Even without the legal concerns, Nesmith doesn’t think she could keep doing sonograms. She would essentially become a referral service, she says, sending women to other clinics in other states, knowing that most patients who come to the FWHC don’t have the money to go.

“It would just be too heartbreaking."

In the weeks after the heartbeat bill passed in the Georgia House and Senate, Nesmith began noticing a change in her patients, she says as she looks around her sonogram room. “Because they’re calling it the ‘heartbeat bill,’ the heartbeat has been real present in this space,” Nesmith says. Many more women have been asking her: ‘Does it have a heartbeat? Can you hear anything?’ They want to know whether they would be able to have the procedure if the bill had already taken effect, she says.

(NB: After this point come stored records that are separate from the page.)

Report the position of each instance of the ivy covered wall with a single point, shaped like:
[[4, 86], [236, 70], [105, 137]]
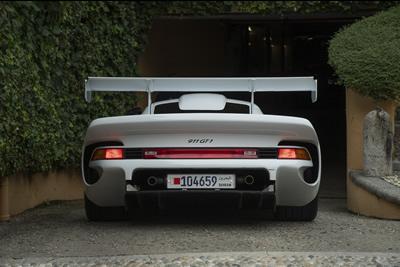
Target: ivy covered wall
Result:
[[50, 47]]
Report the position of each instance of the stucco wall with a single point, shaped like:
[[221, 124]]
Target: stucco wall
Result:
[[25, 192]]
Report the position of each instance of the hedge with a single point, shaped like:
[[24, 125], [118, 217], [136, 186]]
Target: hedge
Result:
[[50, 47]]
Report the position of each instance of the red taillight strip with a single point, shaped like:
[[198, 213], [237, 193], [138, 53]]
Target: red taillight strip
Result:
[[293, 153], [201, 153], [108, 153]]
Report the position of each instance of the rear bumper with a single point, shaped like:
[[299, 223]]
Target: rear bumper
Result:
[[162, 199]]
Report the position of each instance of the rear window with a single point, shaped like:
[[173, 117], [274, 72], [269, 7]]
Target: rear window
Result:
[[174, 108]]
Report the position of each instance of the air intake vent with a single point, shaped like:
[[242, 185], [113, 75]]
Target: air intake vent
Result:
[[133, 153], [267, 153]]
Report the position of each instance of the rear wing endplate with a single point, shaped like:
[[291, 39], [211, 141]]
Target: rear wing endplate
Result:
[[252, 85]]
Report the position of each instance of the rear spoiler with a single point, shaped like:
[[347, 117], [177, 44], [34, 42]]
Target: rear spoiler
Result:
[[252, 85]]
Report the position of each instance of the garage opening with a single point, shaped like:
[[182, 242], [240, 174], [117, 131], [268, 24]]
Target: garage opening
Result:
[[298, 48]]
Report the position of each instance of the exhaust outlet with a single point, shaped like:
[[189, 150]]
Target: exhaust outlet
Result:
[[249, 180]]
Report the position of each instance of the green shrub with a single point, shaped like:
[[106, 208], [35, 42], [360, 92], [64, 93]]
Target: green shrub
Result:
[[366, 54], [48, 49]]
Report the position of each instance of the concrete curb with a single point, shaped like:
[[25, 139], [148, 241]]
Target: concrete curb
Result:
[[376, 186]]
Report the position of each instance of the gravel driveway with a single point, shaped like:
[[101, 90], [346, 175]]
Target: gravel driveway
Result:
[[61, 229]]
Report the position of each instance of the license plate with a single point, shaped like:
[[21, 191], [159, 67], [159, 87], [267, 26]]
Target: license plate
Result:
[[202, 181]]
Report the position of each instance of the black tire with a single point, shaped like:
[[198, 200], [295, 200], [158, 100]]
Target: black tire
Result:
[[97, 213], [304, 213]]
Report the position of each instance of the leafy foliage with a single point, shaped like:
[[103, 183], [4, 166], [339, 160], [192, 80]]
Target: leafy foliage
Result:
[[49, 48], [366, 54]]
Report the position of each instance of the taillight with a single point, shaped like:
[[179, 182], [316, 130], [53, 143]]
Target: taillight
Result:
[[200, 153], [293, 153], [108, 153]]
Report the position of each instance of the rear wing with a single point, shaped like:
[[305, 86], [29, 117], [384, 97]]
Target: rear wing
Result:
[[252, 85]]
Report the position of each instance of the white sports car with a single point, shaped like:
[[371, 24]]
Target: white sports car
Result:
[[201, 150]]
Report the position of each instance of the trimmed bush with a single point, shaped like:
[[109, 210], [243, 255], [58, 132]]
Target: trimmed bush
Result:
[[366, 54]]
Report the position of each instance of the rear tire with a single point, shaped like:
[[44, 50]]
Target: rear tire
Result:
[[97, 213], [291, 213]]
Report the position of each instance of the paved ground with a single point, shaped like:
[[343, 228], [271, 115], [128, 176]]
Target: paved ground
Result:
[[59, 235]]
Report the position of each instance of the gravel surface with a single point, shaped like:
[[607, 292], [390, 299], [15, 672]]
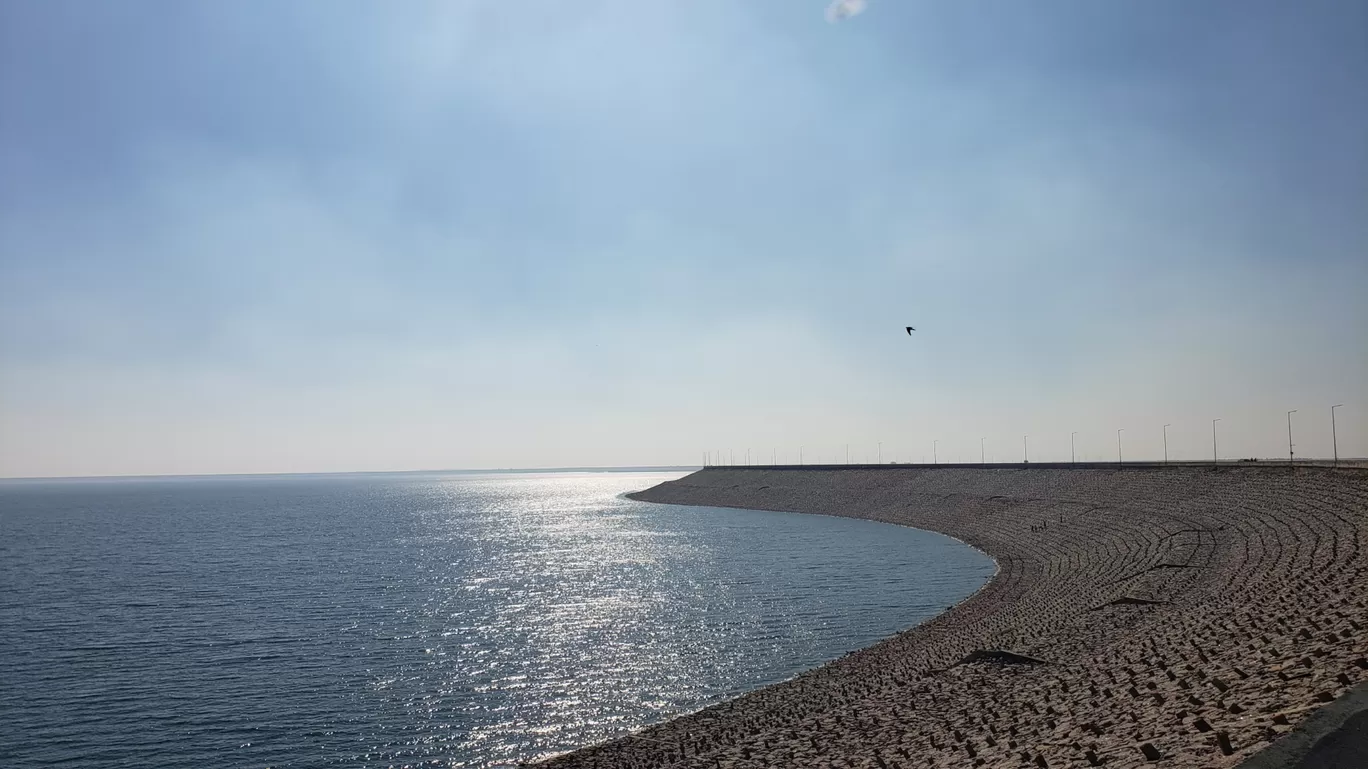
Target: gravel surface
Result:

Nesmith points to a painting of a field of sunflowers that she’s had hanging on her wall for years. Her co-workers surprised her with it just before her husband went into a major surgery. When a clinic consultant had thrown it away to make the space more “streamlined,” one of her colleagues pulled it out of the trash. Nesmith’s patients often look at the sunflowers — away from the image of the fetus on the sonogram screen — as they wait for her to tell them whether they can have an abortion.

“I cannot imagine what it would be like,” she says, “to be in the business of always saying ‘no.’”

Correction: A previous version of this article incorrectly stated that Georgia changed the number of weeks after which abortion is banned three times in the last seven years. The law changed twice.